SigLIP Vision Encoder

The SigLIP Vision Encoder serves as the visual backbone of the PaliGemma architecture. It is responsible for converting raw pixel data into a sequence of continuous embeddings (visual tokens) that the language model can interpret. This implementation follows the Vision Transformer (ViT) approach, utilizing patch-based embeddings and a transformer-encoder architecture.

SiglipVisionConfig

The SiglipVisionConfig class defines the hyperparameters for the vision encoder.
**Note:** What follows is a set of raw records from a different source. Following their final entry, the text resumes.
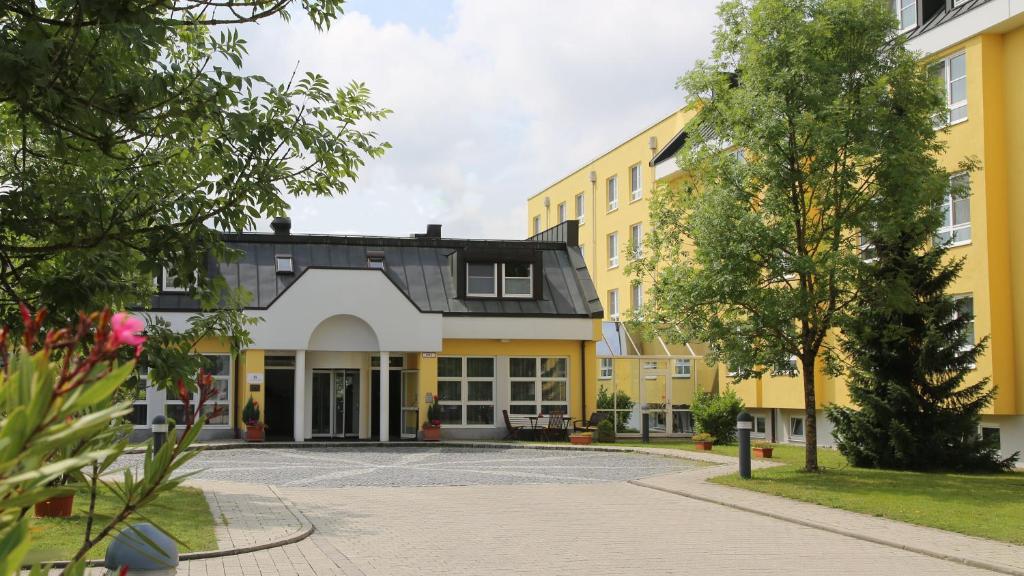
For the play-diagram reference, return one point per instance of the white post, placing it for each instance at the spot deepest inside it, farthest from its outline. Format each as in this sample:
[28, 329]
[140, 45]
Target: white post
[300, 396]
[385, 394]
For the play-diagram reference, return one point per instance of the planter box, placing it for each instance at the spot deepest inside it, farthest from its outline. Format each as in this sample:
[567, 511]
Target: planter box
[581, 439]
[254, 434]
[58, 506]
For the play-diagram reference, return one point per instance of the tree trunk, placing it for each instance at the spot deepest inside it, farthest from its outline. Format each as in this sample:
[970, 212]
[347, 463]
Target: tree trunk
[810, 417]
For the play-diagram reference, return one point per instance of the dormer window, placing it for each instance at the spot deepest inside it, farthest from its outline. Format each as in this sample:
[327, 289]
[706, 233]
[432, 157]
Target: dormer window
[517, 281]
[375, 259]
[284, 264]
[481, 280]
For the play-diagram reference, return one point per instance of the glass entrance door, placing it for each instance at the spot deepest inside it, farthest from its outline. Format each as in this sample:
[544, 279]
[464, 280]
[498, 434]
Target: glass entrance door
[410, 403]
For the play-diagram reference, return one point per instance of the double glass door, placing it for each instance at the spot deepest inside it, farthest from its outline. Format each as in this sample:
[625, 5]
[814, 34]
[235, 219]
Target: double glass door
[336, 403]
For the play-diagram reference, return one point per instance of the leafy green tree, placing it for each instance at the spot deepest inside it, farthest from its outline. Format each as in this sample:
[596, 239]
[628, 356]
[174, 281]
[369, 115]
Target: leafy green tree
[716, 414]
[130, 138]
[912, 350]
[757, 251]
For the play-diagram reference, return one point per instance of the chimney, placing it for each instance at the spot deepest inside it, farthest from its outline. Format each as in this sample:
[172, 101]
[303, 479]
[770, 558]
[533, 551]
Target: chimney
[282, 225]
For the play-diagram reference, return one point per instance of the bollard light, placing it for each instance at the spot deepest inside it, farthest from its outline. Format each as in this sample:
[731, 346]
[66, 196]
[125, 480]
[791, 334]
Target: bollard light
[744, 423]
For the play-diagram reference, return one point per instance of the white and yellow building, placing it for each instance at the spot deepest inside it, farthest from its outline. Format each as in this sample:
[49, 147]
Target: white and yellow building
[976, 48]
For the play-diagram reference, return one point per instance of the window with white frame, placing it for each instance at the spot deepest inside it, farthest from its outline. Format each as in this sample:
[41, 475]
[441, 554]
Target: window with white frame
[682, 368]
[952, 73]
[170, 283]
[539, 385]
[797, 426]
[760, 426]
[965, 306]
[613, 249]
[956, 212]
[466, 391]
[636, 296]
[283, 263]
[481, 279]
[140, 406]
[517, 280]
[636, 241]
[219, 367]
[906, 13]
[636, 182]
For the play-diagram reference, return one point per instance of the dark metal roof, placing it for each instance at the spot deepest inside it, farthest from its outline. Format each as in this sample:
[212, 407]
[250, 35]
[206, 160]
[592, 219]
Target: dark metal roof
[419, 266]
[670, 150]
[944, 15]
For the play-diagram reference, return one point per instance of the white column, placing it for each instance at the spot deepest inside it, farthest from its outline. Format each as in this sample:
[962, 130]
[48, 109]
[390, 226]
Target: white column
[385, 394]
[300, 396]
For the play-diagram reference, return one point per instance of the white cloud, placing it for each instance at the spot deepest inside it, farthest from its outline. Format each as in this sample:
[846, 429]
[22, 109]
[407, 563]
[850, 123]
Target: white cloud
[514, 95]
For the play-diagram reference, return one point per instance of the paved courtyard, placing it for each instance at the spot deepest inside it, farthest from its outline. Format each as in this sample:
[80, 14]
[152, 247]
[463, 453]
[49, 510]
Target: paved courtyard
[521, 511]
[327, 467]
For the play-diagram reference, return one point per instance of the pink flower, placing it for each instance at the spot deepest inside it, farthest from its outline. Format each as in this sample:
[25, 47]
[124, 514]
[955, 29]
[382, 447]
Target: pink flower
[126, 328]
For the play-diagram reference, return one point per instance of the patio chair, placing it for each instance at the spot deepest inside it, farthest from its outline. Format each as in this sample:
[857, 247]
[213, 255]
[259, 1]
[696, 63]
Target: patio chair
[513, 433]
[591, 423]
[557, 427]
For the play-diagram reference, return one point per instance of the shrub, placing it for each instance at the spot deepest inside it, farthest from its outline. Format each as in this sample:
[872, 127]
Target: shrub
[716, 414]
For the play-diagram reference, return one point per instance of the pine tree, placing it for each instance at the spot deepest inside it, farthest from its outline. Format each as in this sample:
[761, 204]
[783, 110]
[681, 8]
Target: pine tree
[912, 353]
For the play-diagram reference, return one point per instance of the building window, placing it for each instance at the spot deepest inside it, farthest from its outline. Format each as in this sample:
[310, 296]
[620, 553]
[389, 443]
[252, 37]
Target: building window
[170, 283]
[139, 416]
[466, 391]
[965, 306]
[952, 73]
[636, 241]
[636, 184]
[481, 280]
[760, 426]
[613, 250]
[636, 296]
[284, 263]
[797, 426]
[218, 366]
[682, 368]
[517, 280]
[906, 13]
[539, 385]
[956, 212]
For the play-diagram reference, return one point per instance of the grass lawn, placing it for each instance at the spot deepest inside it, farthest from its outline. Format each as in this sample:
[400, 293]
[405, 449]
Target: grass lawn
[986, 505]
[182, 511]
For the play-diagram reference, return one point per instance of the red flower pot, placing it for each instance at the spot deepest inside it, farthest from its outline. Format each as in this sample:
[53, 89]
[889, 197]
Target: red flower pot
[431, 434]
[58, 506]
[254, 434]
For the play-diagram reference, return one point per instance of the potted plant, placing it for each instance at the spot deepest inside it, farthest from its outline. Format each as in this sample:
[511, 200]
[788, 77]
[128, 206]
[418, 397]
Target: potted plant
[606, 430]
[432, 427]
[582, 438]
[702, 441]
[250, 415]
[763, 449]
[59, 505]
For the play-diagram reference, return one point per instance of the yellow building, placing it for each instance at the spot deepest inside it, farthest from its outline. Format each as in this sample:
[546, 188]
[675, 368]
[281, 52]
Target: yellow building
[976, 47]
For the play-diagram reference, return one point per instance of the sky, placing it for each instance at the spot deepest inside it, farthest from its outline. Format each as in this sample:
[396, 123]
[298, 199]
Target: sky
[493, 100]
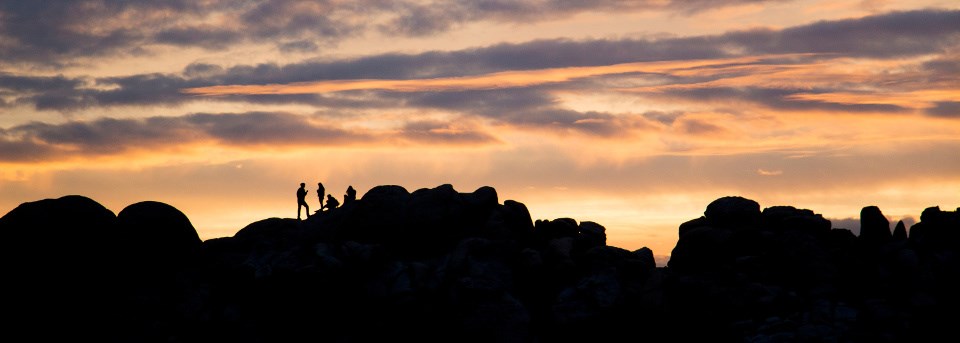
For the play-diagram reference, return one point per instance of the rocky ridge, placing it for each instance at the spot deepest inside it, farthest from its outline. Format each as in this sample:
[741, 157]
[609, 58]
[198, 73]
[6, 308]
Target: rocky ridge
[440, 265]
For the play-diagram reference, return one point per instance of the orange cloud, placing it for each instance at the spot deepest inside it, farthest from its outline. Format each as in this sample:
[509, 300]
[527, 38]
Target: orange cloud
[508, 79]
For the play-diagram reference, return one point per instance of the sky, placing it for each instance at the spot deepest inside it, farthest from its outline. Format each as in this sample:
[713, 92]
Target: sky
[632, 114]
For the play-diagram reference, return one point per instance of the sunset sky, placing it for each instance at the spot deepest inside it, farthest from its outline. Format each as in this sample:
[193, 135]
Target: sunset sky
[632, 114]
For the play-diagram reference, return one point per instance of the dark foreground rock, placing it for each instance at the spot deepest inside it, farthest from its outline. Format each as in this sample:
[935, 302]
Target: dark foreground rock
[443, 266]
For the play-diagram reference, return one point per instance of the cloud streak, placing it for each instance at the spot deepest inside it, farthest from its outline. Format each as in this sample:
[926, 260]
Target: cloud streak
[37, 141]
[53, 32]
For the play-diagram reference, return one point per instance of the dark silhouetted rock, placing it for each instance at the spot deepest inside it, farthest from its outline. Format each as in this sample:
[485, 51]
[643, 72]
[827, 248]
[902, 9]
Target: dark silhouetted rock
[437, 265]
[59, 258]
[159, 234]
[874, 227]
[732, 211]
[592, 235]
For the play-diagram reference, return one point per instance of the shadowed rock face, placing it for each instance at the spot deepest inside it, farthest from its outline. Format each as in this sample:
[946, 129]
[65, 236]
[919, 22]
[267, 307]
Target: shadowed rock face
[157, 234]
[440, 265]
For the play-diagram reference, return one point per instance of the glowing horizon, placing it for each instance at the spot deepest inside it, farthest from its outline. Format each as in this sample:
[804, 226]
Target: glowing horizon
[633, 115]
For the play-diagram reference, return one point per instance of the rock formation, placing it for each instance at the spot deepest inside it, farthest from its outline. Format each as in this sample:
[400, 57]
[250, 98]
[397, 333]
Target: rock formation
[440, 265]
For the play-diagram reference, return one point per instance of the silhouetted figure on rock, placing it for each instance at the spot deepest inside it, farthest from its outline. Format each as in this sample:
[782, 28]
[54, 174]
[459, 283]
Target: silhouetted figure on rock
[350, 196]
[320, 193]
[332, 203]
[302, 200]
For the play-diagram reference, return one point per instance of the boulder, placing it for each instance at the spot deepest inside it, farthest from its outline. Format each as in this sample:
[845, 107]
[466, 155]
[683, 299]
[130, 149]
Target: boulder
[874, 227]
[732, 211]
[158, 234]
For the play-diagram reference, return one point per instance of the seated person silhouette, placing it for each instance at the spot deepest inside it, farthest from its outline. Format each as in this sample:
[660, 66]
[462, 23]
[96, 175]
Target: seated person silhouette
[332, 202]
[302, 200]
[350, 196]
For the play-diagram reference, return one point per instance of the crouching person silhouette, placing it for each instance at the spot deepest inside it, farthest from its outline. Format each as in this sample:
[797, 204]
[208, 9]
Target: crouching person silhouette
[302, 200]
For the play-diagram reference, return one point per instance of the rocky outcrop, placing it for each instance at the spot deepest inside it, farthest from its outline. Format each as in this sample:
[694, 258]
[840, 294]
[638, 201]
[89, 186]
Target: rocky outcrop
[441, 265]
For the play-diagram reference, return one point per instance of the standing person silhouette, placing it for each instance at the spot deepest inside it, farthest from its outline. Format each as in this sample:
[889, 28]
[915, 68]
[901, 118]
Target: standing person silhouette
[332, 202]
[350, 196]
[302, 200]
[320, 193]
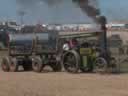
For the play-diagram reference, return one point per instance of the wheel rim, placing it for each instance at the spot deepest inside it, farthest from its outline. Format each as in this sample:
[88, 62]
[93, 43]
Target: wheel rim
[70, 63]
[5, 65]
[37, 65]
[101, 65]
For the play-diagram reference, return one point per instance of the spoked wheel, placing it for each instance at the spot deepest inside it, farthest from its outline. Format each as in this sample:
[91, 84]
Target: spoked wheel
[37, 64]
[13, 65]
[56, 67]
[5, 64]
[100, 65]
[71, 61]
[27, 65]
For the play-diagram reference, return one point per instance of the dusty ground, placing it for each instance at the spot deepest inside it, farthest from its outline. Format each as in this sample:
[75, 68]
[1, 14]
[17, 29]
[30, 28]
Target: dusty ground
[62, 84]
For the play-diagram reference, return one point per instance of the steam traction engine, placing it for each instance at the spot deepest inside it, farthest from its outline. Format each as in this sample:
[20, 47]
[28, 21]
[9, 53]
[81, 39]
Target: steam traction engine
[86, 58]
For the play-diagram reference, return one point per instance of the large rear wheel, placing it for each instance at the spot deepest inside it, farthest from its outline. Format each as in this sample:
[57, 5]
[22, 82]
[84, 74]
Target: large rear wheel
[13, 65]
[37, 64]
[27, 65]
[5, 64]
[71, 61]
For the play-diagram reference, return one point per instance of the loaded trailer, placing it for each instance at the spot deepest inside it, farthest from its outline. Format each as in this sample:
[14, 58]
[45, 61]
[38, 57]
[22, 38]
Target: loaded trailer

These settings determine the model's capacity and the granularity of the image processing.

| Parameter | Type | Default | Description | | :--- | :--- | :--- | :--- | | hidden_size | int | 768 | Dimensionality of the encoder layers and the pooling layer. | | intermediate_size | int | 3072 | Dimensionality of the "intermediate" (feed-forward) layer. | | num_hidden_layers | int | 12 | Number of hidden layers in the Transformer encoder. | | num_attention_heads | int | 12 | Number of attention heads for each attention layer. | | num_channels | int | 3 | The number of input channels (RGB). | | image_size | int | 224 | The size (resolution) of each image. | | patch_size | int | 16 | The size (resolution) of each patch. | | layer_norm_eps | float | 1e-6 | The epsilon used by the layer normalization layers. |

SiglipVisionModel

The SiglipVisionModel is the primary class for extracting visual features. It orchestrates the embedding process and the subsequent transformer layers.

Forward Pass

def forward(self, pixel_values: torch.FloatTensor) -> torch.FloatTensor:

Inputs:

pixel_values (torch.FloatTensor of shape [batch_size, channels, height, width]): Preprocessed image tensors. Typically, images are resized to the image_size defined in the config and normalized.

Outputs:

last_hidden_state (torch.FloatTensor of shape [batch_size, num_patches, hidden_size]): The sequence of hidden-states at the output of the last layer of the model.

Usage Example

from modeling_siglip import SiglipVisionConfig, SiglipVisionModel
import torch

# Initialize configuration and model
config = SiglipVisionConfig(image_size=224, patch_size=16, hidden_size=768)
model = SiglipVisionModel(config)

# Simulated preprocessed image [Batch, Channels, Height, Width]
pixel_values = torch.randn(1, 3, 224, 224)

# Get visual embeddings
with torch.no_grad():
    visual_outputs = model(pixel_values)

print(visual_outputs.shape) 
# Expected Output: torch.Size([1, 196, 768]) 
# (196 patches = (224/16)^2)

Internal Components

While the following components are managed internally by SiglipVisionModel, understanding their role is helpful for conceptualizing the vision pipeline.

SiglipVisionEmbeddings

This module handles the "patchification" of the image.

Patch Embedding: It uses a 2D convolution with a kernel size and stride equal to the patch_size. This effectively divides the image into a grid of non-overlapping patches.
Flattening: The grid is flattened into a sequence of tokens.
Position Embedding: Since Transformers are permutation-invariant, a learned position_embedding is added to the patch embeddings to retain spatial information.

SiglipVisionTransformer

A standard Transformer Encoder stack. Each layer consists of:

Multi-Head Attention: Allows the model to attend to different parts of the image simultaneously.
MLP (Feed-Forward): Two linear layers with a non-linear activation (typically gelu).
Layer Normalization: Applied before the attention and MLP blocks (Pre-Norm architecture).

Performance Note

In the context of the full VLM, the number of visual tokens is calculated as: $$\text{num_tokens} = \left(\frac{\text{image_size}}{\text{patch_size}}\right)^2$$ For a $224 \times 224$ image with a $16 \times 16$ patch size, this results in 196 tokens, which are then projected and prepended to the text tokens for the language model.